For your consideration.

LeonKuhne commented 1 month ago

yeah that ^^^ and also a switch from puppeteer to playwright would allow processing multiple images (pages) at once -- or just skip that step and use a custom renderer (or any lib that doesn't require me to install chromium pleeeease!)

aloisklink commented 1 month ago

when you have a lot of markdown files to process with mmdc (using xargs or similar), and only some of them contain mermaid diagrams, it takes relatively a lot of time to process those .md files that do not contain any diagram.

Good idea! I think the slowest part is actually launching puppeteer! I've made a PR to lazy-load it so it only gets loaded if needed: https://github.com/mermaid-js/mermaid-cli/pull/696


switch from puppeteer to playwright would allow processing multiple images (pages) at once

mermaid-cli and Puppeteer already supports that! For example, if you have one markdown file with multiple mermaid diagrams in it, it will render them in parallel using a single browser instance.

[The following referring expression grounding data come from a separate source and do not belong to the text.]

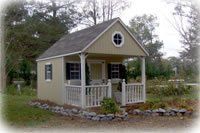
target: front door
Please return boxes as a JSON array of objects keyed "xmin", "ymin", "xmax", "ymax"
[{"xmin": 88, "ymin": 61, "xmax": 105, "ymax": 85}]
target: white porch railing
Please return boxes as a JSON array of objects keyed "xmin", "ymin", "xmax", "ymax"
[
  {"xmin": 65, "ymin": 85, "xmax": 82, "ymax": 106},
  {"xmin": 122, "ymin": 79, "xmax": 145, "ymax": 106},
  {"xmin": 65, "ymin": 80, "xmax": 112, "ymax": 108},
  {"xmin": 85, "ymin": 83, "xmax": 111, "ymax": 107}
]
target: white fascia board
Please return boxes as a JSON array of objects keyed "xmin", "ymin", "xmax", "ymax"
[{"xmin": 36, "ymin": 51, "xmax": 82, "ymax": 62}]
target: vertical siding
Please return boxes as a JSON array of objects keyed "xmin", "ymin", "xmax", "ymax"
[
  {"xmin": 86, "ymin": 21, "xmax": 146, "ymax": 56},
  {"xmin": 37, "ymin": 57, "xmax": 64, "ymax": 105}
]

However, it still needs to create a browser instance per .md file, which is slow if you have lots of .md files.

You can use remark-mermaid-dataurl if you want to process multiple .md files. It's much much faster, since it only uses a single browser instance.

There's also remark-mermaidjs, which is similar, but uses Playwright instead of Puppeteer.

or just skip that step and use a custom renderer (or any lib that doesn't require me to install chromium pleeeease!)